Pope's condition stabalises, will remain in hospital
Pope John Paul’s condition stabilised today after he was rushed to hospital with breathing trouble, but the flu-stricken pontiff will spend several more days at the clinic, the Vatican said.
From Poland to the Philippines, believers prayed for his recovery.
Tests showed the 84-year-old Pope’s heart and respiration were normal, and he got several hours’ rest after being taken by ambulance to the hospital last night, said his spokesman Joaquin Navarro-Valls.
But he said John Paul was running a slight fever and would spend “a few more days” for treatment of respiratory problems at Rome’s Gemelli Polyclinic.
“There is no cause for alarm,” Navarro-Valls said.
In Rome, in John Paul’s native Poland and around the world, Roman Catholics paused to pray for the Pope. Rome’s chief rabbi, Riccarco Di Segni, said he offered prayers for a quick recovery.
“I wish the Holy Father good health,” said Maria Pasnik, 46, a housewife in the pope’s home town of Wadowice. “I know the situation has improved and I pray that we can see or hear him again.”
“Let’s all join the rest of the nation and the rest of Christendom in praying for the recovery of the Holy Father,” said Ignacio Bunye, spokesman for President Gloria Macapagal Arroyo of the Philippines, one of the 129 countries John Paul has visited in his 26 year papacy.
The Pope has Parkinson’s disease, and Cardinal Javier Lozano Barragan, the Vatican’s top health official, said the slumping pontiff’s inability to hold his back up straight has left his lungs and diaphragm in a crushed position.
Navarro-Valls insisted the Pope had never lost consciousness and that he did not need a tracheotomy to insert a tube into his windpipe to help him breathe. He said John Paul participated from his hospital bed in a Mass celebrated by his secretary in the room.
Navarro-Valls characterised the hurried admission to a special papal suite on the tenth floor of the hospital as “mainly precautionary”. Trying to appear reassuring, Navarro-Valls even joked at one point that John Paul was taken by ambulance to the hospital because “the subway doesn’t go that far”.
Navarro-Valls, who has a medical degree, said earlier that the Pope has the flu and acute laryngeal tracheitis – inflammation of the windpipe – and had a “certain difficulty in breathing”.
He denied Italian news reports that John Paul had a CAT scan at the hospital and that he was taken to intensive care.
In a separate statement, the Vatican said the Pope also had experienced a “larynx spasm crisis”.
The spasms likely were a complication from the respiratory illness the pope has had. Experts said it was possible his Parkinson’s disease, which makes muscle control difficult, made it harder for him to breathe.
The first sign of the frail Pope’s illness came on Sunday, when he kept clearing his throat during a 20-minute appearance at his studio window, thrown wide open on one of Rome’s most bone-chilling days in years so he could release a pair of doves symbolising peace into St Peter’s Square.
The flu has been sweeping through Italy since December, and the Rome region has been among the hardest-hit.
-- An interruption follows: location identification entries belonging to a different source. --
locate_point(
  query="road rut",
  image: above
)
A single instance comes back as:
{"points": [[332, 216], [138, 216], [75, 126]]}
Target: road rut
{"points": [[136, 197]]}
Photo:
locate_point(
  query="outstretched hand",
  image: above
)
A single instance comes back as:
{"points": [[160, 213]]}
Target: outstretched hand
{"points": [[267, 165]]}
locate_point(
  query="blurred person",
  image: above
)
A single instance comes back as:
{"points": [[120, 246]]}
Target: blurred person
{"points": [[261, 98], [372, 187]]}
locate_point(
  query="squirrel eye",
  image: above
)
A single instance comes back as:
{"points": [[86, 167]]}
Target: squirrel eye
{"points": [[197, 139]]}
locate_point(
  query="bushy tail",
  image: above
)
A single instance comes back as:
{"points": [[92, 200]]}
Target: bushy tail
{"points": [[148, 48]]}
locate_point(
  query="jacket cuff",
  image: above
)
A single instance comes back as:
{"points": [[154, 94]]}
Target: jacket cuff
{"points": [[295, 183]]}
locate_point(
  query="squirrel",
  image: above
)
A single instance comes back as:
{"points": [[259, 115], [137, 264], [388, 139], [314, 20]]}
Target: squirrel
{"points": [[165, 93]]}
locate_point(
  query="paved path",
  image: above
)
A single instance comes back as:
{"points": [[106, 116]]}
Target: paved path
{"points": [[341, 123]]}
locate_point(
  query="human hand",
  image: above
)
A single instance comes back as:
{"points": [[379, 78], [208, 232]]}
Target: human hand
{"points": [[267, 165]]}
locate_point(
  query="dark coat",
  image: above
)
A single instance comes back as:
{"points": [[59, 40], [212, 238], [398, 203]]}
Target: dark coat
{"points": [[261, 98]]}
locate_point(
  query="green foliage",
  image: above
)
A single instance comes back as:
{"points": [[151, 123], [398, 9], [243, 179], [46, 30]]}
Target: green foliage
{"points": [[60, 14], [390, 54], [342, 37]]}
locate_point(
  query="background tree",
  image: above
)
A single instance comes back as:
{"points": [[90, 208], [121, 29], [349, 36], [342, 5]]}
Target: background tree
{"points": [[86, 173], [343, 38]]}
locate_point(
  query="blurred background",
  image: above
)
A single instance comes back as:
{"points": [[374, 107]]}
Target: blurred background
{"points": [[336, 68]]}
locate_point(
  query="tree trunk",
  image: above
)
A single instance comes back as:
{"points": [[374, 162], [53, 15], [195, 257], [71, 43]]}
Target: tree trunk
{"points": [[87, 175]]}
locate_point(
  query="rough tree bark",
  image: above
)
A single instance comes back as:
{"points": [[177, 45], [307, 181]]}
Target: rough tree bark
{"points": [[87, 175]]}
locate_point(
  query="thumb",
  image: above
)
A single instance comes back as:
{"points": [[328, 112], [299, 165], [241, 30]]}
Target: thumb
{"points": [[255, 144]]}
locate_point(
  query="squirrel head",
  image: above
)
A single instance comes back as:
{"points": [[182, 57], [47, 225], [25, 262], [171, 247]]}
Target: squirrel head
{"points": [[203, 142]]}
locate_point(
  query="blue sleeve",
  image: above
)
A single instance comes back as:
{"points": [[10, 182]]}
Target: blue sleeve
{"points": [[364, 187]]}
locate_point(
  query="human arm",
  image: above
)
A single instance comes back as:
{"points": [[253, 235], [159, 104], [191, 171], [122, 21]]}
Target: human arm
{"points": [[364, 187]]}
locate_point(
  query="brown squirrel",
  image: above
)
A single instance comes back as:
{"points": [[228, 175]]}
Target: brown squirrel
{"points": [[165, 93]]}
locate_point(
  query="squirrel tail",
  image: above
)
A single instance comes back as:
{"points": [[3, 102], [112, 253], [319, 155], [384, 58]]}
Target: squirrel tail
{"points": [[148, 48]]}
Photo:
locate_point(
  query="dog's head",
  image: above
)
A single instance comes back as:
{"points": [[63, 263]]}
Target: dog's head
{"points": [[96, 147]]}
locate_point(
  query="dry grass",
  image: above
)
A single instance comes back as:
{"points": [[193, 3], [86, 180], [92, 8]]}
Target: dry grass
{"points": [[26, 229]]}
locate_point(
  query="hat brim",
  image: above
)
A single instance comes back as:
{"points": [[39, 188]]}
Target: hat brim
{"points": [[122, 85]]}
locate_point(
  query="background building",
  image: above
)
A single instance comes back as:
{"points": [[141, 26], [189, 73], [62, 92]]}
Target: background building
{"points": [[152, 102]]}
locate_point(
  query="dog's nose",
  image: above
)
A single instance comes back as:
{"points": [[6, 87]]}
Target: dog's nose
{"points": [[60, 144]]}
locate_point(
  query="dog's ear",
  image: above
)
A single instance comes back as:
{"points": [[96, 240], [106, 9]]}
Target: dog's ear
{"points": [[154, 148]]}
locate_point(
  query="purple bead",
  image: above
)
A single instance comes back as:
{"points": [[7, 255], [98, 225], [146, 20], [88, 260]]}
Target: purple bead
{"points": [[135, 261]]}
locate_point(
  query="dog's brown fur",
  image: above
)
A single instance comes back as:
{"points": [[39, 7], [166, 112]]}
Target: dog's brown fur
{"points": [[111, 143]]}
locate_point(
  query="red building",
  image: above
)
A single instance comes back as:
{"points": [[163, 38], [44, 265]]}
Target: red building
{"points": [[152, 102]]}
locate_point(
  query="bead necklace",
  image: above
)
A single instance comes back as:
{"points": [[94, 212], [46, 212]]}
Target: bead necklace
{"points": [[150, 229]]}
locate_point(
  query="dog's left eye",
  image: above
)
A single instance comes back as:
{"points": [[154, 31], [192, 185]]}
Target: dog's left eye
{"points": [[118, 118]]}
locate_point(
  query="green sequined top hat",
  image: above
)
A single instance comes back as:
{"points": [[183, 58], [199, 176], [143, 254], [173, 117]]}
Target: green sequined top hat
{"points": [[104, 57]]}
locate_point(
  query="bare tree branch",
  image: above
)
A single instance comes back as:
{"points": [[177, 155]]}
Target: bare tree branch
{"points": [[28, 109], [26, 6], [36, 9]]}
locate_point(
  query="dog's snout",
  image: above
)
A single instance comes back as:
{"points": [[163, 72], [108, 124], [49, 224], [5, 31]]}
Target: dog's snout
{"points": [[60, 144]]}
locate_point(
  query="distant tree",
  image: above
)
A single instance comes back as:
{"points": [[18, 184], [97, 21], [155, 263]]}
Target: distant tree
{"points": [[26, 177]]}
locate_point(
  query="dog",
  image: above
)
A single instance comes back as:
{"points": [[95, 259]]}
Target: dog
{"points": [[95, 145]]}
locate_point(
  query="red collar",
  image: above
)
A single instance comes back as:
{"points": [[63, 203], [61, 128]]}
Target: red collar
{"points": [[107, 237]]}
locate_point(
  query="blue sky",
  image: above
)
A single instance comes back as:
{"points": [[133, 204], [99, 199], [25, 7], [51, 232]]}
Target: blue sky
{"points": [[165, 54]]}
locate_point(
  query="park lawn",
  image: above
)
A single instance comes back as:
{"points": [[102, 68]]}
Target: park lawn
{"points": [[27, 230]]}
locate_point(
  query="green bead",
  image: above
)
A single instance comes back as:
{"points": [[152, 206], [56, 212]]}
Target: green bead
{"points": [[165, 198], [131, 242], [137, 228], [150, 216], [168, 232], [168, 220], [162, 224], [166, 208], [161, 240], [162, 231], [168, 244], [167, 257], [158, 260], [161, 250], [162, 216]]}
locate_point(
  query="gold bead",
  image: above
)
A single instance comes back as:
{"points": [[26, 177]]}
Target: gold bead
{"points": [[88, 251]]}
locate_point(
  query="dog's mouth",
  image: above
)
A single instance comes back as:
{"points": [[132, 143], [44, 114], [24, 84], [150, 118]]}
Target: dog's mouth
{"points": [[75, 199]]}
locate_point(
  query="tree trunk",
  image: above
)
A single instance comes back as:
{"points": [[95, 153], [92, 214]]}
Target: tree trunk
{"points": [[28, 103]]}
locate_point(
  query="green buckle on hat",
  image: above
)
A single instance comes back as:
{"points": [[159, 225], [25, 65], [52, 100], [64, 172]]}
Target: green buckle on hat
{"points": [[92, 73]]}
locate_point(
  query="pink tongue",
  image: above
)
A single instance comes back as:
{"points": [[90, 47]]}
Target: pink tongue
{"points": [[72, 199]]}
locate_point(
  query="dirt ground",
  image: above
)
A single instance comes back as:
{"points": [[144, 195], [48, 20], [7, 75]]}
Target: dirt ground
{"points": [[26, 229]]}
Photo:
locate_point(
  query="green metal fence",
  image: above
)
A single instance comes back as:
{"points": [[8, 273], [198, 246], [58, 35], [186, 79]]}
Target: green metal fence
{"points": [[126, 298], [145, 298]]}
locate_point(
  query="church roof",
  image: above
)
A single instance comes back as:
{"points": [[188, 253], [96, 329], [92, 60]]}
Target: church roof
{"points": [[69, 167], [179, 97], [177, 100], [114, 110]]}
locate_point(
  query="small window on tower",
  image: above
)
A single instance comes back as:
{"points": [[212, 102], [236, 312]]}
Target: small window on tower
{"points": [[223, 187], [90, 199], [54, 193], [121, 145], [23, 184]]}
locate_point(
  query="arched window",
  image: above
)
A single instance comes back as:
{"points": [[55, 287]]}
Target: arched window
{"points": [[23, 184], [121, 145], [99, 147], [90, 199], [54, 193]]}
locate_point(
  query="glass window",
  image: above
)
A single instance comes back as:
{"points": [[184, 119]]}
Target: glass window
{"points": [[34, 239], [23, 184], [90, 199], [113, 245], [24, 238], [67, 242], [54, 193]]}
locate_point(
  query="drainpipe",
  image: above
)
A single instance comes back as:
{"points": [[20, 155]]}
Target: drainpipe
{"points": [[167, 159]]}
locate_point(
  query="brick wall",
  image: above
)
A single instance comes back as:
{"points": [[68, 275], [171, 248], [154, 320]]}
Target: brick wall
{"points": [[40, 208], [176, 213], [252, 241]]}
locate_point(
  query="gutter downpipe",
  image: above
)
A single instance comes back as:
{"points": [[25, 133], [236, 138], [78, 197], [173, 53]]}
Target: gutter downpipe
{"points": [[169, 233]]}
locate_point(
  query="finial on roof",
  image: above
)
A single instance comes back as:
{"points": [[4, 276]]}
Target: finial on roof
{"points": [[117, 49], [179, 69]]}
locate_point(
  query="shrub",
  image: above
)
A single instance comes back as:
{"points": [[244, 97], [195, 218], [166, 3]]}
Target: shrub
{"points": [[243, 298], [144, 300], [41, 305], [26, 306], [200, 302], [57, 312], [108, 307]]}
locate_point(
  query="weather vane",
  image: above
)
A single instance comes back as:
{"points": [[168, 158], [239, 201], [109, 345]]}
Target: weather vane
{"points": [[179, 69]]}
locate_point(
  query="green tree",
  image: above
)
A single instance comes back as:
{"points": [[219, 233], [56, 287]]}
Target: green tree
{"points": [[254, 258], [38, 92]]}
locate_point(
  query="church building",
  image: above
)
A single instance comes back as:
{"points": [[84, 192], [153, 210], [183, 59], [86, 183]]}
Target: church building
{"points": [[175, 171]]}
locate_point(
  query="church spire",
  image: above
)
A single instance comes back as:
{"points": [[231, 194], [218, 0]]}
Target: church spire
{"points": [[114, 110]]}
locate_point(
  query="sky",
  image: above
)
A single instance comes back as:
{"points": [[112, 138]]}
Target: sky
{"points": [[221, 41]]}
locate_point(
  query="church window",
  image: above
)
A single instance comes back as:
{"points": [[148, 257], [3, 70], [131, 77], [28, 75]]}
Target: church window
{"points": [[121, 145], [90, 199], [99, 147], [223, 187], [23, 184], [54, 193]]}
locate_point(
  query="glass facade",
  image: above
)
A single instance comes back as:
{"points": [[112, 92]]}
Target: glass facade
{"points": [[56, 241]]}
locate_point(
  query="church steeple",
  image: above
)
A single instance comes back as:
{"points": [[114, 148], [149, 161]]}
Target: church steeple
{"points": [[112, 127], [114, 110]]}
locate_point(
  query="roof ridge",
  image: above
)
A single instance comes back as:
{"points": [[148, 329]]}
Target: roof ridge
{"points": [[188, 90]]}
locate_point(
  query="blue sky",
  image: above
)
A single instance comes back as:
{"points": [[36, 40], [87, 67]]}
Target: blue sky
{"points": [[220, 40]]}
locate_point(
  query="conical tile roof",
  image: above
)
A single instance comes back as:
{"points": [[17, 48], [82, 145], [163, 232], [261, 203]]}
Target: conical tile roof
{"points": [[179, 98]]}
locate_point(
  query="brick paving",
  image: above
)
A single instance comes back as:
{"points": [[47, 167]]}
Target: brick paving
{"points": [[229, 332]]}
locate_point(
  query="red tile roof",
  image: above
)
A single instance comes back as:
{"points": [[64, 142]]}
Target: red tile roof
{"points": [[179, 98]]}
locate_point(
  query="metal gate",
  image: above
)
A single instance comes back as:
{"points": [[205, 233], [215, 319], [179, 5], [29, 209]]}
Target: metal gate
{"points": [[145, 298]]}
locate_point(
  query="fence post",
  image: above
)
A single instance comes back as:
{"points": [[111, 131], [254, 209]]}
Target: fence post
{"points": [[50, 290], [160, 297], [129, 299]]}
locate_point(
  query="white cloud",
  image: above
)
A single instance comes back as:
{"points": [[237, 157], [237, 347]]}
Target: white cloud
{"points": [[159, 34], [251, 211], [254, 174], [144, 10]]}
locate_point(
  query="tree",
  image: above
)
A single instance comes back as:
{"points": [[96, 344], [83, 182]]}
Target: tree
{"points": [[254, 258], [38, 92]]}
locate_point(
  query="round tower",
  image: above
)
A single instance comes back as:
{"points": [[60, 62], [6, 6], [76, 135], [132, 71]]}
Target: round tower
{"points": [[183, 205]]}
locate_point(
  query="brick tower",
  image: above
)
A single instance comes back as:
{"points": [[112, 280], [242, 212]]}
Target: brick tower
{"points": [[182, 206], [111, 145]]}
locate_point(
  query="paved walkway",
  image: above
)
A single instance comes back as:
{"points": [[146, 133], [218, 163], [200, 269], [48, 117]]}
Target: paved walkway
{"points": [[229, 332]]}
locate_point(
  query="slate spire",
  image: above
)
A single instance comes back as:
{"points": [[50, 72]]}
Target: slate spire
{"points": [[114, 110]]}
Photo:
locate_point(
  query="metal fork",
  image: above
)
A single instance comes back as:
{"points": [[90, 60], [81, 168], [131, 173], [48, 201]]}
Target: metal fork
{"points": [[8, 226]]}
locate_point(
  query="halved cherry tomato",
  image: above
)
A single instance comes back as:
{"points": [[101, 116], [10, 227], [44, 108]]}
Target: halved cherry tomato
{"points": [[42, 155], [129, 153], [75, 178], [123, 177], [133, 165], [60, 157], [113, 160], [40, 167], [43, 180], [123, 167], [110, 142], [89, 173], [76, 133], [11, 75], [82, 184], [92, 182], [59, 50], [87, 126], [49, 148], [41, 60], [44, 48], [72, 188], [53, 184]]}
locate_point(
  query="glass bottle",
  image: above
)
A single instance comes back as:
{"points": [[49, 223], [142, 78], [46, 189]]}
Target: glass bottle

The Vatican declined to say whether the pontiff had a flu jab.
The Vatican cancelled the Pope’s general audience today along with other papal engagements, but pilgrims in Rome paused to remember John Paul in his hour of need.
“After we got the news we added a special prayer during our morning Mass,” said Bishop Szczepan Wesoly, who presided at the service at the Polish church near Piazza Venezia in the centre of the city attended by Polish nuns in black habits.
Security arrangements were among the tightest in memory at the hospital, a Roman Catholic teaching institution about 2.5 miles from the Vatican. The Pope has stayed there about half a dozen times, starting in 1981 when he was critically injured in an assassination attempt in St Peter’s Square.
The shutters on the windows of the Pope’s hospital suite were open just a crack.
When he was elected pontiff in 1978, John Paul was a robust 58-year-old with an athlete’s physique who was serving as Archbishop of Krakow in his native Poland, where he played soccer, skied and kayaked as a youth. Less than three years later, in May 1981, he suffered his first health crisis when he was shot by a Turkish gunman in the square.
Other serious medical problems requiring hospital treatment included a bowel tumour, described by doctors as benign and removed in 1992, intestinal problems which led to the 1996 removal of his appendix and a 1994 broken thigh bone, fractured in a fall in his bathroom.
The hospital suite includes a chapel, a kitchen and sleeping quarters for his long-time personal aide, Polish Bishop Stanislaw Dziwisz.
John Paul has been a patient so often at Gemelli that the hospital has been dubbed by the Italian press The Third Vatican after the seat of the Holy See on St. Peter’s Square and the pope’s summer residence in the town of Castel Gandolfo.